その中でも体育と音楽は一般人気が段違いである。
体育と言えば「体育会系」「運動部」という一大ジャンルをなしていて、教科ひとつにはおさまらない人気を誇っている。「スポーツ」の中で細分化されすぎているから、たとえば全員がワールドカップを見ているという想定はされないことも多いが、それでも「知っていて当然だろう」という空気。
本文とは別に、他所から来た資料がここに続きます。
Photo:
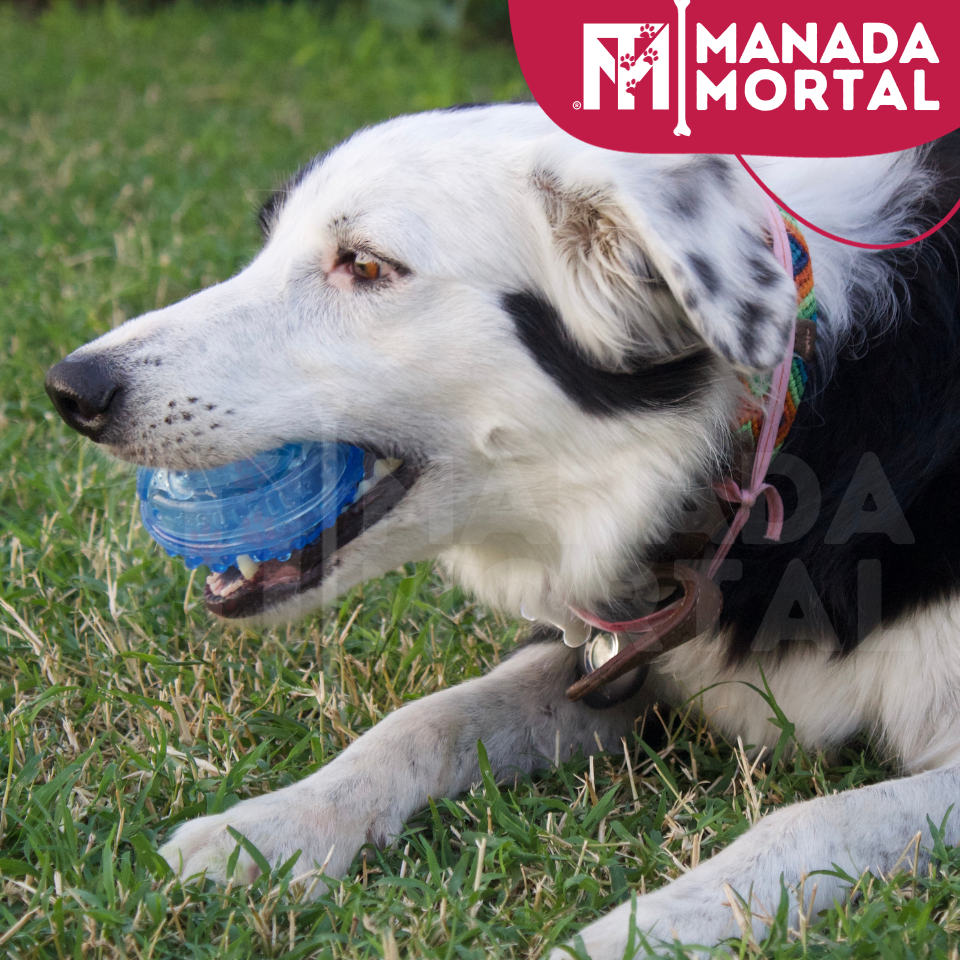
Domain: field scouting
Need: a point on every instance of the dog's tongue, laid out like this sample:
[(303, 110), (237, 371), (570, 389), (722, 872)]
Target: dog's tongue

音楽は、部活動の数では体育に及ばないだろうが、お茶の間人気が圧倒的だ。音楽番組。サブスクリプション。 飲み会の後はカラオケ。「どんな音楽聴くの?」という、音楽を聴くことを前提とした質問。「どんなスポーツするの?」よりも頻度が高いかもしれない。社会に生きる民にとって、音楽は日常でスポーツは非日常だ。
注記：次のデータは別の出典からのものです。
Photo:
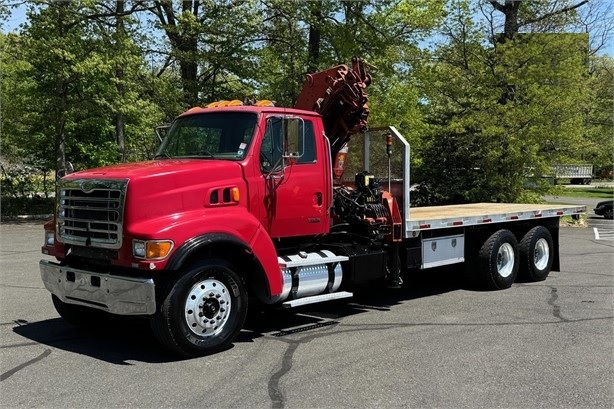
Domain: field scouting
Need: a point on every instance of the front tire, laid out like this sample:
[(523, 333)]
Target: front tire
[(203, 312), (536, 254), (498, 260)]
それに比べると、「好きな画家は誰?」と聞かれたことはない。「フェルメール展行った?」と聞かれたこともない。美術は教養で、音楽とスポーツはいまや大衆文化だ。
このあたりの文化がそれぞれどういう立ち位置にあるかという話をしたいのではなく、ただ、自分が混同しないようにしたいと戒めたい。
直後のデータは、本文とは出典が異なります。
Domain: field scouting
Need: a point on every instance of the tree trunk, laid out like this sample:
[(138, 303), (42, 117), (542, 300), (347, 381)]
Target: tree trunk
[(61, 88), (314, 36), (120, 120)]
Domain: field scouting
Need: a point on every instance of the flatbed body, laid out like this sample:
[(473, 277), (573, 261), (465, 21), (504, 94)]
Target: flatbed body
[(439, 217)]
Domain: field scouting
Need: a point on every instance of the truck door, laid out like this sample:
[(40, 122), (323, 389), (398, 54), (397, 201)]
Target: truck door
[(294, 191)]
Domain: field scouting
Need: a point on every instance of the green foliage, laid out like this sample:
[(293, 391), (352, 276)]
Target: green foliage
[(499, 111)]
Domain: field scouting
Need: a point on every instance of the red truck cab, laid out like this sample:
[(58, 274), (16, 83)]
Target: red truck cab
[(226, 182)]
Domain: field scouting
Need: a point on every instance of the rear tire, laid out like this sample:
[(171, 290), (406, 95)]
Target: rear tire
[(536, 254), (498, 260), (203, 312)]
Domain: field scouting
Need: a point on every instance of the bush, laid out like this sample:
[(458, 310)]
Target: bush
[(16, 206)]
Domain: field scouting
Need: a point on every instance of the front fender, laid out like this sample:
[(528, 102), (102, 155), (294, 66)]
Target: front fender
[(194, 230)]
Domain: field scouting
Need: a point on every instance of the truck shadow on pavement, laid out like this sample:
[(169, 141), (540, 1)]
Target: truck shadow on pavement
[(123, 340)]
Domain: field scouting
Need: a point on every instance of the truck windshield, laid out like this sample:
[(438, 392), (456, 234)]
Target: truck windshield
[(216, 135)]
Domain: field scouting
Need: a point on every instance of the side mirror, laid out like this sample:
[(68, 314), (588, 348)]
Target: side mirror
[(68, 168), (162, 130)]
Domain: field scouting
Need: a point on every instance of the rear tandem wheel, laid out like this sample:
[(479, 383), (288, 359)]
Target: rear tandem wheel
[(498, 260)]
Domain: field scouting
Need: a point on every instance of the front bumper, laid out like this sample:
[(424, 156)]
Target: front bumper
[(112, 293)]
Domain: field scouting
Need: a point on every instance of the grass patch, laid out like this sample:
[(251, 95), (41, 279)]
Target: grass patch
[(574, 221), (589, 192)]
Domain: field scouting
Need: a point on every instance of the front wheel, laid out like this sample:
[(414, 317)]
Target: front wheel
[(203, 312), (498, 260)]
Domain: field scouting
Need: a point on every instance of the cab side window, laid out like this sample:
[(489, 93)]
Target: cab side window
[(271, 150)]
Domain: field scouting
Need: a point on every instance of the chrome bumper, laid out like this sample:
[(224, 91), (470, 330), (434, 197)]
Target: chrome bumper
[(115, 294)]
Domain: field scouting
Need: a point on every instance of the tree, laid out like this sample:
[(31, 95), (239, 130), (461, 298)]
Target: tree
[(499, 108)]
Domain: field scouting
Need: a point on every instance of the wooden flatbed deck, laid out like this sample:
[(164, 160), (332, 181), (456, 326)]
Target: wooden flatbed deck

勝手にスポーツに連れていかれたら絶対に嫌だ。そんな同調圧力があったら、そのコミュニティを辞めてしまうと思う。
私は好きだけれど、音楽についてもそうでありたい。
カラオケに、安易に誘わない人間でありたい。

 

 

 


なぜこんな話をしているかというと、駅伝云々の季節であるからだ。
街ぐるみで、何の関係もない人々の交通手段を制限してまで、音楽をすることがあるだろうか。
音楽の催しのために、家の目の前の通りを渡れず生活にこまる人がいただろうか。
声を大にしてこのことを主張するために、私は安易にカラオケに誘わない人間でありたい。